Bay Area to feel impact of new
mortgage lending rules
By Pete Carey , Mercury News
Tighter rules for mortgage lending
announced Thursday will go a long way toward protecting consumers against the
worst excesses of the housing bubble, but could hit some Bay Area homebuyers in
the pocketbook.
The rules are designed to prevent
the types of toxic loans that allowed people to buy homes they couldn't afford.
Those mortgages eventually collapsed, leading to the housing and financial
crash.
The Bay Area, where housing prices
are among the nation's highest, may feel the impact of one key guideline that
limits the size of the loan payment compared with the person's monthly income
and other debt. That will make getting a mortgage harder for some potential
homebuyers.
"We do have a more expensive
market, so for those people who are prevented from really stretching
themselves, it will have an impact," said Chris Thornberg of Beacon
Economics.
Under the new guidelines, the
monthly mortgage payment plus all other monthly debt payments cannot be more
than 43 percent of the borrower's monthly gross income.Bill Godfrey of Mason McDuffie
Mortgage in San Ramon said that could make it difficult for some high-income
homebuyers in the Bay Area to get a loan that meets the new standards.People who make enough money to live
on but don't qualify under the 43 percent standard could have a hard time
getting a mortgage. "It could mean some people in high-cost areas are not
going to get their mortgage," he said.
Announced by the federal Consumer
Financial Protection Bureau, the long-awaited guidelines will take effect next
year but should begin shaping lenders' practices immediately.Lenders applauded the consumer
bureau for establishing clear standards, which may help ease credit in the
future by encouraging banks to begin lending again.
"At least now we know what the
rules are," said Rob Hirt, CEO of RPM Mortgage in Walnut Creek.
"Most
of the industry is applauding" because the rules will probably not slow
down mortgage lending, he said.
"The fact that we have a rule
focused on making banks make sure people are able to repay their loans shows
how absurd things were in the last few years," said Kevin Stein of the
California Reinvestment Coalition.
"This rule-making is setting
some important new standards for insuring those kinds of practices do not
re-emerge," said Paul Leonard of the Center for Responsible Lending in
Oakland.
The new rules give lenders a
"safe harbor" that limits their exposure to lawsuits from borrowers
when they make what is called a "qualifying mortgage," which protects
the borrower from some of the risky practices that helped cause the crisis.
"The safe harbor will give
lenders the confidence to make qualified mortgage loans," said Dustin
Hobbs of the California Mortgage Bankers Association. "That should help
loosen credit."
For qualified loans, lenders must
verify the borrower's financial information and establish that the borrower can
repay the loan over the long haul. They can't use low "teaser rates"
to determine whether a borrower has the ability to repay. Points and fees are
limited to 3 percent of the loan.
The loan cannot have some of the
tricky features of the housing bubble's toxic loans, such as negative
amortization, excessive fees, balloon payments or 40-year terms.
Those types of loans can still be
made by lenders, but they aren't qualified mortgages.
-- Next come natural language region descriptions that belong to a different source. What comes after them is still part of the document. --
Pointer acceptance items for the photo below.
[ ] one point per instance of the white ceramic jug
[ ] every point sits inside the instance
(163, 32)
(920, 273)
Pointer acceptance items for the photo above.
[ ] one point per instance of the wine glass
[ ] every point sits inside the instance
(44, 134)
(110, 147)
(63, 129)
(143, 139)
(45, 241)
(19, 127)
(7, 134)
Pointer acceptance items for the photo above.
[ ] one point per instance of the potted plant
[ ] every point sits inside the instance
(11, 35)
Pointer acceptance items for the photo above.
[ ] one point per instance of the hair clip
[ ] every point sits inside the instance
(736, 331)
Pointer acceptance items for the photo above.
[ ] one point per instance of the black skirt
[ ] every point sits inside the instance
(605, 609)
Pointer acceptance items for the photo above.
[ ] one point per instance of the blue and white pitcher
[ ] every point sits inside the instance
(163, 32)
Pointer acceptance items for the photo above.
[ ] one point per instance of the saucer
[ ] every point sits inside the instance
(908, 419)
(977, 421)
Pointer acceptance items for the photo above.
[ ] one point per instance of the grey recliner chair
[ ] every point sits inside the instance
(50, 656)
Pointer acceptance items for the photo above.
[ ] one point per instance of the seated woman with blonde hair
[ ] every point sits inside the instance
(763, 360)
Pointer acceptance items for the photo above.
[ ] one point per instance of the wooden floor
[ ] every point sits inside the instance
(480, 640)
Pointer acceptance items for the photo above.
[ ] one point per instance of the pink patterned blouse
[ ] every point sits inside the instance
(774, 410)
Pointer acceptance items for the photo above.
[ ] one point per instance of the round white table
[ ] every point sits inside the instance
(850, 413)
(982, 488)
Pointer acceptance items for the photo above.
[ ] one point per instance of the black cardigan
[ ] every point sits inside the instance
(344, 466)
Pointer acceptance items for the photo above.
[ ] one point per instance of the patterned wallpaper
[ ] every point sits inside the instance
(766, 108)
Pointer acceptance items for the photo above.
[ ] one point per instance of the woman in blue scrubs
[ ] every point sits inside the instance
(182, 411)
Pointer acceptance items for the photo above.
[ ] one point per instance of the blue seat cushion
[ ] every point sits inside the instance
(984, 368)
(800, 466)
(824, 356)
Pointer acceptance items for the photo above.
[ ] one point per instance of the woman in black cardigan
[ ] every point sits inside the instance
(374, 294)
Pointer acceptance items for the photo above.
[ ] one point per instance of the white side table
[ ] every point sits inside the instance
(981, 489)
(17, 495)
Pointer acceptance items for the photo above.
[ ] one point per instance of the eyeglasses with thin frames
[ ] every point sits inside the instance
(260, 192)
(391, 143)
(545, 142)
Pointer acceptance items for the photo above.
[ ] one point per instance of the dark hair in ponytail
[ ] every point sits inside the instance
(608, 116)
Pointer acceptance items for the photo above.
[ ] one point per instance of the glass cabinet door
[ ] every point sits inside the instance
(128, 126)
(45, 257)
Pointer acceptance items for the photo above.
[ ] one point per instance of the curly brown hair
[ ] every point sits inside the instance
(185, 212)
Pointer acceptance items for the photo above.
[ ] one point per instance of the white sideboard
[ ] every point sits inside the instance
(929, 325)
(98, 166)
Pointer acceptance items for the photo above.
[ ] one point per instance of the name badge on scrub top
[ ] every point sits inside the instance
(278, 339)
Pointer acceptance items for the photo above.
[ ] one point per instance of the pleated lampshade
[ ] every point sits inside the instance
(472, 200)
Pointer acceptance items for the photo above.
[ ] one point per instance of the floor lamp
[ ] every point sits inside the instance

Loans that meet the guidelines of
the government-controlled entities Fannie Mae, Freddie Mac and the FHA are
presumed to be qualifying loans. Currently the three agencies account for most
of the mortgage market.
The new rules, and others now
governing the housing industry, will create a more standardized national
mortgage market, said Hobbs of the CMBA. "For years, there has been more
of a regional character and color to the industry. You're going start to see a
more uniform nationalized look to lending."